Kansas Organic Farmer’s Profitable Operation Bypasses Traditional Market System Entirely

by Roger Blobaum

Bennie Unruh of Aulne, Kansas, is an organic farmer who has developed health food market outlets for all his grain and beef and bypasses the traditional marketing system entirely.

In additional to producing grain and cattle on a farm that has been in his family since 1872, he has been a registered miller for several years and grinds and packages a wide range of products distributed in Kansas and elsewhere.

He operates this year-around business from a new building at his home in Aulne, a small town about 40 miles north of Wichita. It brings a lot of people to town because one of his specialties is milling flour and cereals to order.

Anyone who has seen Unruh’s farm, which is a few miles northwest of Aulne, can see it is ideally situated for organic agriculture. It is on a hill, where the water drains off in four different directions, ruling out the possibility of chemical pollution from neighboring fields.
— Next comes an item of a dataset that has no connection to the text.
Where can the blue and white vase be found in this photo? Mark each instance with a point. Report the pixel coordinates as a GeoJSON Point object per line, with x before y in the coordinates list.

The turning point in his operation came during a visit to a health food store in Salina, where he heard the owner tell another customer he was looking for an organic farmer who could provide a reliable supply of whole grain flour.

He had been milling grain for family use since 1937, putting it through a coffee grinder several times. Neighbors and friends who tasted bread made from this whole grain flour began asking for it and he ended up buying his first stone mill. But it wasn’t until that day in Salina that he considered turning it into a commercial enterprise.

In addition to growing up to 150 acres of hard red winter wheat a year, Unruh also produces corn and rye for his milling operation. He gets good yields of up to 100 bushels an acre for corn, which is used for both feed and corn meal, and up to 50 bushels for wheat. He credits the regular application of organic fertilizers for the high productivity of his soil.

He remembers the first time he contacted Hy-Brid Sales Company, an organic fertilizer firm in Council Bluffs, Iowa, and reported that the family farm appeared to be run down. It had been cropped for nearly a century without anything except manure being applied to the fields. A company representative recommended some Calphos, which got results on all but one field. A soil test showed it had a serious potassium deficiency.

Although the company recommended 500 pounds of granite dust per acre in one area and 1,000 pounds in another on that field, Unruh spread a ton on a third area to see what would happen. The response from this heavy application of granite dust was spectacular and he was turned into a granite-dust enthusiast and one of the company’s best customers.

Like most organic farmers, he also uses legumes to put nitrogen back in the soil. He uses a lot of sweet clover, seeding it with wheat in the fall and letting it grow to full maturity before working it into the soil.

His operation also includes a herd of 20 stock cows and about the same number of steers and heifers being fed out on organically grown grain. “They’re all spoken for,” he reported, referring to standing orders from customers for cattle from his feedlot.

He has about 15 acres of alfalfa, which is important in his livestock operation. He noted that alfalfa needs minerals and phosphates and said he normally uses 150 pounds of Calphos and 150 pounds of granite dust per acre at seeding time.

Unruh said he plants seed varieties especially suited to milling and keeps back enough for his own use so he doesn’t have to use chemically treated seed. He emphasized that he has never had any mosaic in his wheat, a problem for chemical farmers in his area.

Roger Blobaum interviewed and photographed and wrote about organic farmers in the Midwest in the early 1970s. These organic farmer profiles were initially published during that period in Organic Gardening and Farming magazine or in the Organic Observer. Most were published again later in two Rodale Press publications, the Organic Farming Yearbook of Agriculture published in 1975 and Organic Farming: Yesterday’s and Tomorrow’s Agriculture published in 1977.